Tech

Twitter just had its best day since its IPO, thanks to Elon Musk

Key Points
  • Twitter had its best day since its IPO after Tesla and SpaceX CEO Elon Musk acquired a 9.2% passive stake in the company.
  • Shares closed up more than 27%.
  • The company closed up nearly 73% after its public debut on Nov. 7, 2013.

In this article

Elon Musk, Tesla CEO, stands in the foundry of the Tesla Gigafactory during a press event.
Patrick Pleul | picture alliance | Getty Images

Twitter's stock on Monday had its best day since its IPO, with the shares up more than 27%, after an SEC filing revealed Elon Musk acquired a 9.2% passive stake in the social media company.

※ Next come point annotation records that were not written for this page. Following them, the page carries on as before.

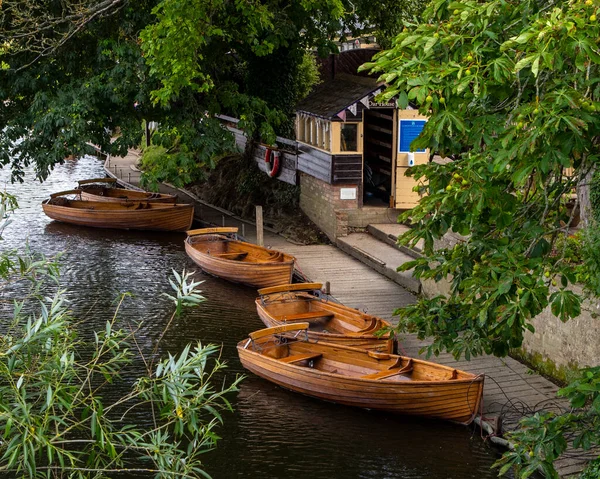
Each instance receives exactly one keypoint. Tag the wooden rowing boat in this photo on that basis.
(219, 252)
(328, 320)
(96, 189)
(357, 377)
(135, 215)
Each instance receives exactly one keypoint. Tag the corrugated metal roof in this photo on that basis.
(333, 96)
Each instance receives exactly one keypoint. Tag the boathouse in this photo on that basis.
(351, 152)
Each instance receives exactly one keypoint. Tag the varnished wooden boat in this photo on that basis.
(328, 320)
(218, 252)
(135, 215)
(357, 377)
(96, 189)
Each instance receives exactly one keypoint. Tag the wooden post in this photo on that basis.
(259, 227)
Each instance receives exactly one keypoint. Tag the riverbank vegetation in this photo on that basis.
(64, 411)
(511, 92)
(77, 72)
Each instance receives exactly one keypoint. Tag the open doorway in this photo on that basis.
(378, 155)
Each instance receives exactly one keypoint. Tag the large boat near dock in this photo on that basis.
(361, 378)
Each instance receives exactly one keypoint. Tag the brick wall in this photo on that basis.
(322, 204)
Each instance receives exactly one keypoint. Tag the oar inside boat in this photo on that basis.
(226, 230)
(107, 179)
(277, 333)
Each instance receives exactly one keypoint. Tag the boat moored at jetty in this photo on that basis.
(328, 320)
(136, 215)
(105, 189)
(361, 378)
(219, 252)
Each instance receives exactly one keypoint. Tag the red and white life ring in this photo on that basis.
(273, 160)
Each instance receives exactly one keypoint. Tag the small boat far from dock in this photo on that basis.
(328, 320)
(135, 215)
(105, 189)
(219, 251)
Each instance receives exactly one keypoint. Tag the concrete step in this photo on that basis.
(389, 233)
(380, 256)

Twitter closed up nearly 73% after its public debut on Nov. 7, 2013. The stock is still down 38% from its all-time high in February 2021.

Some investors expect the outspoken executive to take an aggressive stance. That could include increasing his stake or taking a controlling interest in the company in an effort to push for change.

"Considering what a small investment this is for him (~1% of net worth), we would not be surprised to see him increase his stake even further, and potentially assume a more active role in the decision-making at the company," Truist Securities' analysts said in a Monday note, referring to Musk's reported $273 billion net worth.

Twitter declined to comment.

Musk's investment comes after he said he was considering building a new social media platform. The Tesla CEO does not like the fact that his tweets are scrutinized by regulators like the U.S. Securities and Exchange Commission.

"Given that Twitter serves as the de facto public town square, failing to adhere to free speech principles fundamentally undermines democracy," Musk tweeted March 26. "What should be done?"

Musk was subpoenaed by the SEC in November after he asked his Twitter followers if he should sell 10% of his Tesla stock — causing shares to fall.

In February, Musk accused the SEC of "harassment" and making a calculated effort to "chill" his right to free speech.

 — CNBC's Sam Shead contributed to this report.